Rauner signs pro-growth bill restricting state regulators
State agencies can no longer pile rules and regulations onto Illinois businesses without first taking into account their economic effects.
Illinois Gov. Bruce Rauner signed a bill into law Aug. 3 that will provide more protections for Illinois business owners, especially small business owners, moving forward.
House Bill 5253, sponsored by Rep. Carol Sente, D-Buffalo Grove, requires state regulatory agencies to examine the potential economic impact that proposed regulations could have on small businesses. This bill also requires the state to provide a list of industries that would be affected by the proposed regulation, and for that list to be made available to the public. It will go into effect Jan. 1, 2019.
Simply put, bureaucratic government agencies can no longer pile rules and regulations onto businesses without first considering how they may negatively affect those businesses. Illinois Policy lobbied in support of this bill.
This is a win for businesses and consumers alike. Small businesses are disproportionately weighed down by over-burdensome regulations, as it’s more difficult for them to shoulder compliance costs compared with their larger competitors. This measure will also help to ensure regulations imposed are truly in the best interest of consumers and the public.
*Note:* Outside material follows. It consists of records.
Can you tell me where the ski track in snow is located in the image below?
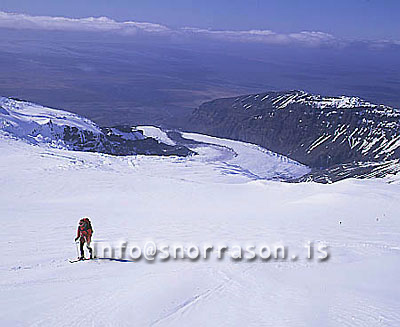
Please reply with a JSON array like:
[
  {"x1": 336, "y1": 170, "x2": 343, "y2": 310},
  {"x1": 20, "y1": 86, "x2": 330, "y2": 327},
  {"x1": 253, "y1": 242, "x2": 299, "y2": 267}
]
[{"x1": 1, "y1": 131, "x2": 400, "y2": 326}]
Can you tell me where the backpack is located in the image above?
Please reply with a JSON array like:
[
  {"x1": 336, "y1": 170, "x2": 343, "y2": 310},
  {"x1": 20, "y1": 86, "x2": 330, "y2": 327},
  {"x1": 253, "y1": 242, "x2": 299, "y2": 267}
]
[{"x1": 80, "y1": 218, "x2": 93, "y2": 232}]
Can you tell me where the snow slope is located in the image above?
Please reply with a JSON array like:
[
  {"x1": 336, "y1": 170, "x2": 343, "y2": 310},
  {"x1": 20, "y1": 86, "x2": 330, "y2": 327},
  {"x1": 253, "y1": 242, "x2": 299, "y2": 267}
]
[
  {"x1": 1, "y1": 131, "x2": 400, "y2": 326},
  {"x1": 0, "y1": 96, "x2": 101, "y2": 144}
]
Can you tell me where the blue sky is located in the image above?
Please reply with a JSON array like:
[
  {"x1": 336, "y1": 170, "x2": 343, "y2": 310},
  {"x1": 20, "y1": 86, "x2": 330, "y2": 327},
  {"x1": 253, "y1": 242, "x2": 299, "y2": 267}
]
[{"x1": 0, "y1": 0, "x2": 399, "y2": 40}]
Moreover, by requiring a list of affected industries to be posted publically online, it will give entrepreneurs a heads up as to what could be coming down the regulatory pipeline. With this new transparency measure, they would also receive the ability to respond before the regulation becomes binding.
This new law builds upon a bill passed by the General Assembly and signed into law by Rauner in 2017. Senate Bill 867, introduced by state Sen. Thomas Cullerton, D-Villa Park, reduced certain filing fees for LLCs, thus reducing the licensing burden on small business. Both of these bills together provide relief for business owners from burdensome fees and regulations.
In addition to the obvious protections for businesses, this new law also signals the future of regulation in Illinois could be smarter than it is today. The Illinois General Assembly should continue these efforts by looking at more ways to make Illinois a state that attracts, rather than repels, business investment.